The snap election due to take place in June could affect free childcare places promised to parents, a Telford nursery boss has said.
Penny Hustwick, who owns ABC Day Nursery which has four bases across the town, had urged working parents to sign up for extra free childcare hours due to come into force in September.
But the election on June 8, announced by Prime Minister Teresa May this week, could stall the access to this as industry experts have said it is the ‘perfect opportunity’ to take stock and delay the scheme.
Mrs Hustwick said: “These are the biggest childcare changes in the history of the industry and we have been working hard to prepare for it and ensure parents are prepared too.
“The extra hours are free to parents but for settings it is only a subsidy so there is no doubt that some small nurseries will not be able to cope and this will have a massive impact on communities.

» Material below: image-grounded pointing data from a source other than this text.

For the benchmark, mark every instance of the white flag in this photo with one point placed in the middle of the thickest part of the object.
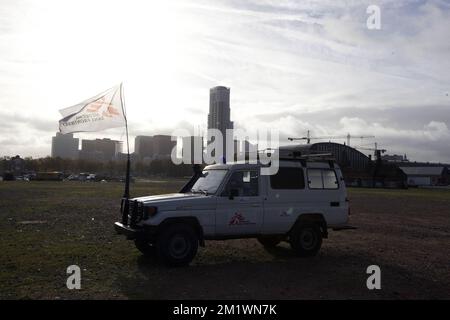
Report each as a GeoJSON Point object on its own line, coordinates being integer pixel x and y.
{"type": "Point", "coordinates": [98, 113]}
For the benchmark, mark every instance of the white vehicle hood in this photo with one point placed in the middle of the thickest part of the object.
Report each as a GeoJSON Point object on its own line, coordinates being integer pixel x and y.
{"type": "Point", "coordinates": [178, 201]}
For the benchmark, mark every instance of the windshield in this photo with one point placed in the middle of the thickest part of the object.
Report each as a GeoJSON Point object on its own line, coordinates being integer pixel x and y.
{"type": "Point", "coordinates": [209, 181]}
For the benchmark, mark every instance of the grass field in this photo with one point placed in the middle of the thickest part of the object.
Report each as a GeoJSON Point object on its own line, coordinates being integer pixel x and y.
{"type": "Point", "coordinates": [47, 226]}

“It could be a real talking point in the election campaign and promises made. Whoever gets into power – whether it is the Conservatives again or a change of government – there could well changes to the scheme.
“For my team at ABC, it is vital that parents are kept informed and important they know what the changes will mean to them as a family. We are watching the situation very closely.”
Thirty hours of free care during term time – double the current amount – is due to be offered from September for all three and four-year-olds whose parents work more than 16 hours a week and earn less than £100,000 a year.
The Government says the scheme has already been successfully piloted in a number of areas across the UK.
But the National Day Nurseries Association (NDNA) has said up to one in five of its members is planning to opt out of the scheme because the amount the setting receives from the government is lower than the usual charge.
The NDNA predicts there will be a shortfall in places which could see 50,000 children frozen out.
Some nurseries will only offer limited free places or only offer free places on certain days and at certain times.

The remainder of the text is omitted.